I don’t want the ending to be abrupt or in anger. I want it to have a sweet twist, I want it to all be okay for everybody. I want to find the words to know that I am done and my story can find it’s way to the last page in a way that will touch hearts for years to come. A book is only as good as it’s ending; as is life.
Life is hard… Being Stupid just makes it harder. And I am not referring to someone’s intelligence, I am referring to choices people make in their own lives. I can go right down the list; it can be as personal as the one you fall in love with, to the the people you choose to surround yourself with and it can be referring to the way we handle our finances, or the way we handle our attiude in our daily life. If we gossip or take the higher road and just plain don’t.
Being stupid can be done behind closed doors or it can be done right in the open. On the highways or in line at the store. Have you ever heard yourself say something that you wish you could suck back inside? Or have you ever let something eat at you until you have let it take over your whole day?
Stuff happens to all of us. Job stuff, personal stuff, family stuff, financial stuff, and the way we decide to handle different situations is our choice. Just like over eating or consuming too much alcohol, we have the choice every minute of every day.

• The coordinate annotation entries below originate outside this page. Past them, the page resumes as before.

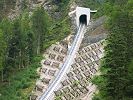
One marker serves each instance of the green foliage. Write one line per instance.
(115, 81)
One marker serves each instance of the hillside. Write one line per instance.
(32, 28)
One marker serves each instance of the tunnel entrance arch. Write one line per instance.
(83, 19)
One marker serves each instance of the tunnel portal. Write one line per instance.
(83, 19)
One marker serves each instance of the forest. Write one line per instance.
(24, 39)
(116, 81)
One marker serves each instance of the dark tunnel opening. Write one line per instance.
(83, 19)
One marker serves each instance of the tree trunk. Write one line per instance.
(2, 76)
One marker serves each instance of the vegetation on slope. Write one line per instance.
(115, 82)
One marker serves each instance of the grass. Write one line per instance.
(22, 83)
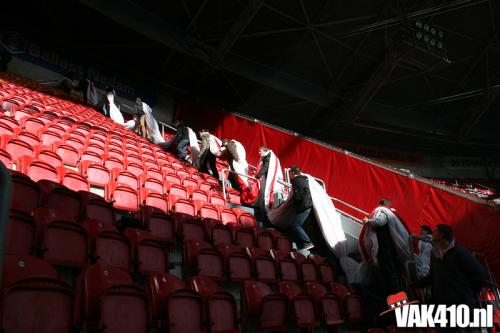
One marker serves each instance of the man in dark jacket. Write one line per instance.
(302, 201)
(455, 276)
(181, 139)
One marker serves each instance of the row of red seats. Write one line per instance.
(234, 263)
(105, 298)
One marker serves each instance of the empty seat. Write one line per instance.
(96, 173)
(125, 177)
(288, 268)
(96, 208)
(109, 301)
(158, 223)
(199, 258)
(150, 255)
(238, 264)
(308, 268)
(326, 271)
(49, 157)
(38, 170)
(264, 266)
(21, 233)
(328, 305)
(69, 155)
(6, 159)
(72, 180)
(108, 245)
(61, 199)
(123, 196)
(16, 148)
(221, 309)
(302, 307)
(173, 306)
(265, 240)
(92, 156)
(26, 193)
(152, 198)
(29, 286)
(259, 303)
(62, 241)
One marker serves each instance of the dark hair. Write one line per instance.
(426, 228)
(295, 169)
(446, 231)
(384, 202)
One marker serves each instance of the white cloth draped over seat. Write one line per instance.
(328, 220)
(195, 147)
(152, 125)
(272, 185)
(116, 115)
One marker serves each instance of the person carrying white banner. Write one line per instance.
(327, 219)
(212, 147)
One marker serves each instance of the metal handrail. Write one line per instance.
(5, 199)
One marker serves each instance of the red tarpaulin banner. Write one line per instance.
(358, 182)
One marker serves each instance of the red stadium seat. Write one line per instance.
(26, 193)
(221, 309)
(258, 302)
(328, 305)
(72, 180)
(152, 184)
(49, 157)
(37, 169)
(238, 264)
(91, 156)
(29, 285)
(150, 255)
(227, 216)
(288, 268)
(25, 136)
(109, 301)
(96, 173)
(62, 241)
(47, 137)
(199, 258)
(61, 199)
(111, 162)
(16, 148)
(5, 159)
(302, 307)
(96, 208)
(326, 271)
(109, 246)
(125, 177)
(34, 125)
(264, 266)
(154, 199)
(159, 224)
(265, 240)
(123, 196)
(244, 236)
(308, 267)
(21, 233)
(173, 306)
(69, 155)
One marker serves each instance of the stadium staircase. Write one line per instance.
(109, 233)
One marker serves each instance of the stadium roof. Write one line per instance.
(333, 70)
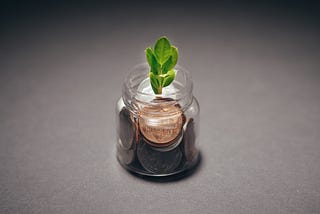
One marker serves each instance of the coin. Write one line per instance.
(157, 161)
(126, 129)
(125, 156)
(161, 123)
(188, 142)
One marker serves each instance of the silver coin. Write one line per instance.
(156, 161)
(125, 156)
(188, 142)
(126, 129)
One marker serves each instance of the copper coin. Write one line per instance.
(161, 123)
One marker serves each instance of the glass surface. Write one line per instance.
(157, 134)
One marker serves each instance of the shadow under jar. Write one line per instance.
(157, 133)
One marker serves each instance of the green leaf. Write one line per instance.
(162, 49)
(152, 61)
(161, 61)
(171, 62)
(154, 82)
(174, 54)
(169, 78)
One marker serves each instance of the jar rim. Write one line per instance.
(140, 73)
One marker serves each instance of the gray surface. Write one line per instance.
(256, 77)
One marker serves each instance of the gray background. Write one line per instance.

A few years ago, we lost our store in an earthquake. That was one shining example of being out of control or when I lost my last baby. That was out of control. But what comes after it… is our choice. I have been going through some life changing things lately and made some real stupid moves that I dearly regret, and yet am learning about me through it all. I watch as other people make some pretty dumb choices… and someday, hope that my lessons I am learning, my story, may help others not be as stupid as I have been. But I stand by my quote of the day… Life is hard and being stupid doesn’t make it any easier!
My last car was a stick shift. My husband predicted that I would be sorry that I got it. But with just a year of payments left on it, I am still loving it. I wanted a sun roof too but that’s okay. I walked past a convertable the other day and my heart skipped a beat. Forget the sunroof! I know what I want next! Smile… and sigh… because I know that is not what I really want. What I really want is my youth back!
I remember once when I was about twenty. My friend’s dad had bought an old refurbished T-bird convertable. He wanted to take me for a spin in his classic car to show it off to me. With a “Kenny Nolan” tape playing in the tape deck we whipped around the hills of Palos Verdes. I remember thinking… he is having an affair. His wife was sick and had not been a wife to him for years. It turned out that I was right. I got some of their furniture out of that divorce for my first little apartment. It was very sad.
I remember thinking how old he was and marvling at the fact that he was listening to songs about new love and feeling that it was all very “creepy” at the time. I look back now and have to laugh. He was younger than I am now and that memory has come back to hit me smack in the face. As I find myself in a legitimate Mid Life Crisis of my own. I am officially grieving my youth. (I had a 1972 FIAT when I was 18)
Recently I have had the opportunity to go down memory lane with an old friend. And it has felt good. To lose myself in the fantasy of the past and what could have been to help numb the reality of today where all those dreams I had to look forward to were lost like that classic little white T-bird. I play my own love songs now and mourn for something more than just an old love but for the girl I was so many decades ago, driving around the hills of Palos Verdes feeling sorry for the old man in the driver’s seat.